Am Donnerstag wird Ferencz von der Universität Köln die Ehrendoktorwürde verliehen – der Festakt findet coronabedingt virtuell statt. "Man braucht eigentlich nicht zu erklären, warum man Benjamin Ferencz auszeichnet", sagt Prof. Dr. Claus Kreß, der an der Kölner Universität Strafrecht und Völkerrecht lehrt. "Aber viele wissen nicht, dass gerade die Geschichte der rechtswissenschaftlichen Fakultät hier in Köln in besonderer Weise mit den Nürnberger Prozessen verbunden ist."
Die Nürnberger Prozesse: "Umstürzend neu"

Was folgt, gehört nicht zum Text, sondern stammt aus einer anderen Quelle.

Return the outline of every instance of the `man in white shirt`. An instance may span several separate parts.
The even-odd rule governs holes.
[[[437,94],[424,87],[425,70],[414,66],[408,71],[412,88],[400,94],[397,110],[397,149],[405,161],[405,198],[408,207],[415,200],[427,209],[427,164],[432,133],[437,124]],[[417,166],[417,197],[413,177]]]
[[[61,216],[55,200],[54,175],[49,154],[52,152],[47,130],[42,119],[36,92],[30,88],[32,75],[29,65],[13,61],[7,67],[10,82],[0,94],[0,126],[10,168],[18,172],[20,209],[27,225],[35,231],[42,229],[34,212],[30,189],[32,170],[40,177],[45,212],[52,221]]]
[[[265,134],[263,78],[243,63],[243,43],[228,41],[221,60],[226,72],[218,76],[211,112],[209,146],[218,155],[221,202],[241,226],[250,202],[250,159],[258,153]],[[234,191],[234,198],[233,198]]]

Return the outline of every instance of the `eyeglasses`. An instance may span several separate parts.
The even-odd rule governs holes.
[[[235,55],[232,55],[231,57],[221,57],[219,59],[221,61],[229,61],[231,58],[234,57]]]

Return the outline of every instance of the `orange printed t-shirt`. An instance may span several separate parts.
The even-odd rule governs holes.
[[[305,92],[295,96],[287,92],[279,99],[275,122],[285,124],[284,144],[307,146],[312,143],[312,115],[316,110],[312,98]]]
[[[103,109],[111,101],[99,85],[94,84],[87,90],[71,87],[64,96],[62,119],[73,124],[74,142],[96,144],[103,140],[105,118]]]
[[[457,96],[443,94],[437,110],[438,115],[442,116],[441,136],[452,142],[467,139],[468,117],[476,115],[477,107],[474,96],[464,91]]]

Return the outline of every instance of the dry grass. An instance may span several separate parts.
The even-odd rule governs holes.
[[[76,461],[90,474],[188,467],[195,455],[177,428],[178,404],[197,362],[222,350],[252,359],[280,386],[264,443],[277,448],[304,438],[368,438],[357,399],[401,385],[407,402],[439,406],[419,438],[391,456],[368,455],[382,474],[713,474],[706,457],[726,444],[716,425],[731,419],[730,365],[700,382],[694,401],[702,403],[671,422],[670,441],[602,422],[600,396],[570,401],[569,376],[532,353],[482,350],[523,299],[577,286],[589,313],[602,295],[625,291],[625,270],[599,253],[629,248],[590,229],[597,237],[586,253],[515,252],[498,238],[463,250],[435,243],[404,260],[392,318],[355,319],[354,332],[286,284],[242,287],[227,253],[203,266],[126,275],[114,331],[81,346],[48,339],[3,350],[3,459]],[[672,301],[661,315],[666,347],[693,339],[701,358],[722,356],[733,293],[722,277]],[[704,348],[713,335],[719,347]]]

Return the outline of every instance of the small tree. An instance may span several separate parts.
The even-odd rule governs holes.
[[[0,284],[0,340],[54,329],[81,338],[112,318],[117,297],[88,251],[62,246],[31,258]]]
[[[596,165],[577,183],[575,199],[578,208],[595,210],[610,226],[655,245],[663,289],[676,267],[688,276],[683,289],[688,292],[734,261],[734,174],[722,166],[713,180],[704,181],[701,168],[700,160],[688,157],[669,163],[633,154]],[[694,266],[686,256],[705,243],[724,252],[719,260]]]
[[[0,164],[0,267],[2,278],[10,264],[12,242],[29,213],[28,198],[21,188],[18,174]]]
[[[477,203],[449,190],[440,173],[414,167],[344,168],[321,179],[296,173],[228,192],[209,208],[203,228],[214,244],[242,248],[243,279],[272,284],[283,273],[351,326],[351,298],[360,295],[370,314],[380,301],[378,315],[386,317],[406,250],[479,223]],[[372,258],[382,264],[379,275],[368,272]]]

Kreß kennt Ferencz seit vielen Jahren von den Verhandlungen zum IStGH. Wenn er über die Verbindungen von Ferencz nach Köln spricht, beginnt er bei drei anderen Namen: Hans Kelsen, Carl Schmitt und Hermann Jahrreiß. Der Rechtstheoretiker Hans Kelsen war von 1930 bis 1933 Professor für Völkerrecht an der Universität Köln – dann wurde von seinem Lehrstuhl vertrieben, weil er Jude war und weil seine demokratischen Ansichten den Nationalsozialisten nicht passten. Die Fakultät verfasste eine Petition zu seinen Gunsten, der einzige Rechtsprofessor, der die Unterschrift verweigerte: Carl Schmitt, der später nach Berlin ging und sich den nationalsozialistischen Machthabern andiente. Hermann Jahrreiß wurde 1937 der Nachfolger Kelsens und später – 1956 – Rektor der Universität Köln.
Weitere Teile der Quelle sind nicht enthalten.